Bu, Kur’ân-ı Kerîm'in en önemli âyetlerindendir. İslâm düşmanları bunun üzerinde bir hayli durmuş, bunu alabildiğine eleştirmeye çalışmış ve bu hususta küstahlıkların en kötüsünü yapmışlardır. Çünkü bu âyette Rasûlullah'ın (s.a), ismi açıkça verilmek sûretiyle ve Hz. Îsâ'nın ağzıyla dünyaya geleceğine dair müjde verilmiştir. Bu sebeple, bu konunun etraflıca ele alınması gerekiyor:

a) Görüldüğü gibi, söz konusu âyette Hz. Peygamber'in (s.a) adı “Ahmed” olarak belirtilmiştir. Ahmed'in iki anlamı vardır. Birincisi, Allah'ın en çok methini yapan kişi. İkincisi, en çok methedilen kişi veya kullar arasında en çok övülen kişi. Sahih hadislerden, Hz. Peygamber'in (s.a) çeşitli isimlerinden birinin “Ahmed” olduğu anlaşılıyor. Müslim ile Ebû Dâvûd'da, Ebû Mûsâ Eş‘arî'nin bir rivâyeti şöyle nakledilmiştir: “Ben Muhammed'im, ben Ahmed'im ve ben Haşir'im...” Benzeri rivâyetler Cübeyr b. Mut‘im'den İmam Mâlik, Buhârî, Müslim, Dârimî, Tirmizî ve Nesâî tarafından da nakledilmiştir. Hz. Peygamber'in (s.a) bu mübarek ismi sahabiler arasında iyi biliniyordu. Nitekim, Hassan b. Sâbit'in bir şiiri şöyledir:

Allah ve Arş'ın etrafında toplanan melekler

Ve bütün temiz varlıklar bereketli Ahmed'i methettiler.

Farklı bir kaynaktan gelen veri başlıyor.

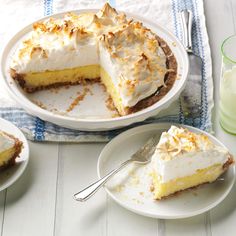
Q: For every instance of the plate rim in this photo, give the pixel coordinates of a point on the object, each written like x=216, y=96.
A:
x=138, y=116
x=159, y=216
x=15, y=176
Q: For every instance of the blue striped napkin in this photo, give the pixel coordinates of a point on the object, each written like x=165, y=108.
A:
x=165, y=13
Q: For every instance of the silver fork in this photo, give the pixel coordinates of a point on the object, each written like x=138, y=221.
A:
x=142, y=156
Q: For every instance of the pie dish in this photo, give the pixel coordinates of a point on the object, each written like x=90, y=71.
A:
x=93, y=115
x=184, y=159
x=136, y=66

Târih kitaplarında da Hz. Peygamber'in (s.a) isminin hem Muhammed, hem Ahmed olduğu sâbittir. Burada dikkate değer nokta, Peygamber Efendimizden önceki Arab edebiyatında “Ahmed” isminin hiç kullanılmayışıdır. Hz. Peygamber'den (s.a) sonra Ahmed ve “Gulam Ahmed” [Ahmed'in uşağı] isimleri öylesine yaygınlaşmıştır ki bunun haddi hesabı yoktur. Zaten, bu ismin doğru ve gerçek oluşunun en büyük delili, Peygamberimizin devrinden başlayarak günümüze kadar ümmetimizde bunun kadar popüler, tutulmuş, beğenilmiş ismin az oluşudur. Peygamberimizin mübarek ismi Ahmed olmasaydı, Müslümanların büyük bir çoğunluğu, çocuklarının ismini ne diye Gulam Ahmed koyacaklardı? Ahmed olmadan, Gulam Ahmed olmak mümkün müdür?

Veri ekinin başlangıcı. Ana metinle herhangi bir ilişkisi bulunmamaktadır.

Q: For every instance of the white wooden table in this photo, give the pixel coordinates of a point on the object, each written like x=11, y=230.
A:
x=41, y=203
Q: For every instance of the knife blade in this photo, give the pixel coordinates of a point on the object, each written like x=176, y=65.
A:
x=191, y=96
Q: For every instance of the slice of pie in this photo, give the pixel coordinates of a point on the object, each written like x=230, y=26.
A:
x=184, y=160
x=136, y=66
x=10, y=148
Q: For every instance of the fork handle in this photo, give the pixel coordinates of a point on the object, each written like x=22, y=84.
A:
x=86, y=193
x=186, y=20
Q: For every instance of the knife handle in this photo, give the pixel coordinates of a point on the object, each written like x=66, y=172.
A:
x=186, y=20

b) Yuhanna İncîli'nde, Hz. Mesih'in gelişi sırasında Benî İsrâîl'in üç şahsiyeti bekledikleri ifade edilmiştir. Bunlar sırasıyla Mesih, İliyah (Hz. İlyas'ın ikinci gelişi) ve “o Nebi” idiler. İncîl'in âyetleri şöyledir:

Ve Yohanna, [St. Jhon, Johannes, Hz. Yahyâ] tanıktır ki, Yahûdiler Kudüs'ten kendisine, “Sen kimsin?” diye sormak üzere keşiş ve râhipler gönderince, o ne müsbet cevap verdi, ne menfi. Aksine kendisinin Mesih olmadığını söyledi. Onlar sordu: “Öyleyse sen kimsin? Sen İliyah mısın?” O dedi ki: “Ben değilim.” (Sonra dediler ki “Sen o nebi misin?” O dedi ki: “Hayır.” Bunun üzerine onlar onun kim olduğunu sordular. O dedi ki: “Ben sahrada çağıran birinin sesiyim, ki siz Tanrı'nın yolunu düzeltebilesiniz.” Onlar ona sordular: “Madem ki sen ne Mesih, ne İliyah ve ne de o peygambersin, o zaman sen ne diye insanları takdis edersin?” (1:19-25). Buradaki sözler gösteriyor ki, İsrâîloğulları Hz. Mesih'le Hz. İlyas'ın dışında başka bir peygamberi de bekliyorlardı ve bu peygamber Hz. Yahyâ (a.s) değildi. Bu üçüncü nebi veya peygamberin geleceğine öylesine muhakkak gözüyle bakılıyordu ki, İsrâîloğulları arasında sadece “o nebi” kelimelerini söylemek, kendisine yapılan bir işaret sayılıyordu. Yani, “Hakkında Tevrât'ta müjde verilen nebi” olarak tarif etmeye de gerek yoktu. Ayrıca, sözü edilen peygamberin dünyaya geleceğine herkes inanmış gibiydi. Çünkü bu nebinin gelişi hakkındaki inanç yanlış olsaydı, Hz. Yahyâ'ya yukarıdaki sorular sorulurken kendisi pekalâ diyebilirdi ki: “Ey İsrâîloğulları, siz hangi peygamberden bahsediyorsunuz? Öyle bir peygamber gelmeyecektir.”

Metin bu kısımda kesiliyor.